Prehosp Emerg Care. 2021 Nov-Dec;25(6):747-752. doi: 10.1080/10903127.2020.1831670. Epub 2020 Nov 3.
Needle decompression of tension pneumothorax in children is a rarely encountered but potentially life-saving procedure, that is accompanied by a certain risk of injury. We evaluated the nipple as a landmark for an alternative anterior insertion site and as an aid in localizing lateral insertion sites, as well as its influence on the safety profile of the procedure.
In thoracic computer tomography scans of children aged 0-10 years, the distance to the closest vital structure was compared between the traditional anterior insertion site (2nd intercostal space midclavicular line) and an alternative anterior insertion site (2nd intercostal space at the nipple line). Furthermore, the level of the nipple at the midaxillary line was investigated as guidance in quickly localizing the lateral insertion site and ensuring an insertion site high enough to avoid intraabdominal injury by the decompression needle. Additionally, correlation of these measures with age was investigated.
The distance to the closest vital structure at the 2nd intercostal space was significantly bigger at the nipple line compared to the midclavicular line (right: 2.23 ± 1.13 cm vs. 0.99 ± 0.80 cm, p < 0.0001; left: 1.92 ± 1.19 cm vs. 0.81 ± 0.70 cm, p < 0.0001). At the midaxillary line, the level of the nipple was at the 4th or 5th intercostal space in the majority of children (right: 83.8%; left: 88.1%). The mean distance from the nipple to the diaphragmatic cupola was 2.63 ± 1.85 cm on the right and 3.40 ± 1.86 cm on the left hemithorax.

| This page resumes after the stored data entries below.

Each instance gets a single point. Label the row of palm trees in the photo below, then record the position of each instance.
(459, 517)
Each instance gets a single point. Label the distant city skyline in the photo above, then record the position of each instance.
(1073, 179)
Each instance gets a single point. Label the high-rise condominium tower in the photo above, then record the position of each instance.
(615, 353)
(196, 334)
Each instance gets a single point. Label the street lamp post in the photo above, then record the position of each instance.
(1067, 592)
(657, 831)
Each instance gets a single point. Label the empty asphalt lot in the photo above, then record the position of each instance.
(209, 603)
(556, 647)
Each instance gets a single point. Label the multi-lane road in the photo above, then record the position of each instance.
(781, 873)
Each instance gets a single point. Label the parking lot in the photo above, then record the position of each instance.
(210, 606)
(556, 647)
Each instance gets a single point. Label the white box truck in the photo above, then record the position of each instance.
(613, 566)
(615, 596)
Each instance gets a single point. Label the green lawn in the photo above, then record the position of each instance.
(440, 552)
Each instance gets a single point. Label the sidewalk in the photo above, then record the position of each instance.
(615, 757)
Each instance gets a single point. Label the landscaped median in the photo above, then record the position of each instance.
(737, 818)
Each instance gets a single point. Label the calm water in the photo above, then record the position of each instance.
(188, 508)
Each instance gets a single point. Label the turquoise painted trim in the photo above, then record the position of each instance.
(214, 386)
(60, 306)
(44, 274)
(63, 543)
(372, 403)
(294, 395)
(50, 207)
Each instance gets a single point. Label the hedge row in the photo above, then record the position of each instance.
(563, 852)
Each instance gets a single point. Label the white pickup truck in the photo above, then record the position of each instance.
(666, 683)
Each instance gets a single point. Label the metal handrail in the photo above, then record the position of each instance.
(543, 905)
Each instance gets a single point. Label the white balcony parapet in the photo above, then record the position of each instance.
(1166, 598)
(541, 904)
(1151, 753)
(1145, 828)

When performing anterior needle decompression in children, we recommend inserting the needle at the more lateral insertion site at the 2nd intercostal space at the nipple line. At the lateral decompression sites, the nipple can be used as a marker for localizing the correct intercostal space for insertion and thereby ensuring enough caudad distance to the diaphragm to avoid abdominal injury.
儿童张力性气胸的针式减压是一种罕见但具有潜在救生作用的操作,伴有一定的损伤风险。我们评估了乳头作为替代前入路置钉点的标志,以及作为定位外侧入路置钉点的辅助标志,同时还评估了其对该操作安全性的影响。
在 0-10 岁儿童的胸部计算机断层扫描中,比较了传统前入路(第 2 肋间隙锁骨中线)和替代前入路(第 2 肋间隙乳头线)的最近生命结构距离。此外,还研究了腋中线处乳头的水平位置,以快速定位外侧入路置钉点,并确保置钉点足够高,以避免减压针造成的腹腔内损伤。还研究了这些措施与年龄的相关性。
第 2 肋间隙处,与锁骨中线相比,乳头线处最近生命结构的距离明显更大(右侧:2.23±1.13cm 比 0.99±0.80cm,p<0.0001;左侧:1.92±1.19cm 比 0.81±0.70cm,p<0.0001)。在腋中线处,大多数儿童的乳头水平位于第 4 或第 5 肋间隙(右侧:83.8%;左侧:88.1%)。右侧膈穹顶至乳头的平均距离为 2.63±1.85cm,左侧为 3.40±1.86cm。
在儿童中进行前侧针式减压时,我们建议将针插入第 2 肋间隙乳头线的更外侧入路置钉点。在外侧减压部位,乳头可作为定位正确的肋间隙置钉点的标志,从而确保足够的向尾侧距离至膈肌,以避免腹部损伤。